According to the Labor Department of Puerto Rico, on average, Puerto Rico has around 900,000 employees per month, indicating a stable employment landscape. From January 2010 to May 2023, there has been a slight 1.1% increase in employment. The lowest point was in April 2020 with 768,000 employees, but it has since rebounded to normal levels, currently at 951,800 employees.
The region of San Juan, with total employment of 687.7 thousand, demonstrates the highest employment figures among the regions.
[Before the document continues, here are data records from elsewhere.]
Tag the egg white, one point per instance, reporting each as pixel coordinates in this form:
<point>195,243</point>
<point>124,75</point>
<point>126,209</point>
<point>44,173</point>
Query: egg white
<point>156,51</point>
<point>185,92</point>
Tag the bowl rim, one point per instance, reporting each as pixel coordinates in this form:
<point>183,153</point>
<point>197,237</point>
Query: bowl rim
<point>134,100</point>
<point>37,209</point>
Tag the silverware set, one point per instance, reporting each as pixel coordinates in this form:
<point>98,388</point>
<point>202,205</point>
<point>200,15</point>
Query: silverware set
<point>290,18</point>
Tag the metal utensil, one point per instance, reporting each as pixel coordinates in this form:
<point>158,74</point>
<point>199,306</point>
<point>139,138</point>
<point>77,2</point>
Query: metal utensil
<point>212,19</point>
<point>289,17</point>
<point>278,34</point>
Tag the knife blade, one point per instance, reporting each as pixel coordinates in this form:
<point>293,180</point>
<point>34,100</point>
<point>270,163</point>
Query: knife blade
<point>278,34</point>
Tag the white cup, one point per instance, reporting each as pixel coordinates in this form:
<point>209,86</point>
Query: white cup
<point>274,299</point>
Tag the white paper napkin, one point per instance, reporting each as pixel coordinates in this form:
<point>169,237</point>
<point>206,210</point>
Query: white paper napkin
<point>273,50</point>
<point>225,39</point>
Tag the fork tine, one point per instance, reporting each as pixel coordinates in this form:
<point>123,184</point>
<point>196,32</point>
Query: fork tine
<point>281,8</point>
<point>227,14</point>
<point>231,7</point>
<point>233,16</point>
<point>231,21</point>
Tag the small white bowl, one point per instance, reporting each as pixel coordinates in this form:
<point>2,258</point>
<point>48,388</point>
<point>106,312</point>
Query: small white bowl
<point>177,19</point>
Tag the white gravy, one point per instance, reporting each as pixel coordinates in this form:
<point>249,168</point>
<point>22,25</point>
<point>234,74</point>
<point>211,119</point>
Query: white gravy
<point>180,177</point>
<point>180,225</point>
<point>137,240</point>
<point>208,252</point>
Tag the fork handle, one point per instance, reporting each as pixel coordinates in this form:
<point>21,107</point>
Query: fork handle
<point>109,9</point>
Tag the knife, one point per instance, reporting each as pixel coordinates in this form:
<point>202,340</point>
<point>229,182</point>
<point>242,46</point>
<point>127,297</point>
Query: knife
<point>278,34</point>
Its lowest employment point was recorded at 560.6 thousand on April 2020. Since then, there has been a 22.7% increase in employment in this region. The average employment per month stands at 652 thousand, indicating a significant workforce.
Ponce, the region with the second highest employment, has a total of 73,600 employees, with a 26.5% increase since April 2020. The highest point was in March 2010 with 77,500 employees. The average employment is 71,410, contributing significantly to the overall labor market. Although it exceeds the monthly average, it is not as high as expected based on the past figures.
Aguadilla has some similar statistics to Ponce. The region has a total employment of 59,400 and experienced its lowest point in April 2020 at 44,200 employees. It has seen a 34.4% increase since then, making them the region with the highest growth rate in Puerto Rico since April 2020. Their monthly average is 51,910 employees, making them the third region with the highest employment rate in Puerto Rico.
Other regions like Arecibo, Guayama, Mayagüez, and San Germán also contribute to the employment landscape, each contributing less than 4% of the total employment in Puerto Rico. With all regions experiencing a decline in April 2020 due to the pandemic, Guayama demonstrated the lowest growth since April 2020, while Mayagüez had the greatest growth at 31.7%.
Overall, the employment data shows diverse opportunities and dynamics across different regions in Puerto Rico. San Juan and Ponce stand out as significant employment centers, each with their own highest and lowest employment points. Aguadilla for example demonstrates growth and resilience in its labor market. Moreover, we understood that every region had its lowest mark in April 2020 due to the COVID-19 pandemic. Understanding these trends helps policymakers and stakeholders identify areas of strength and opportunity for continued development and prosperity in Puerto Rico.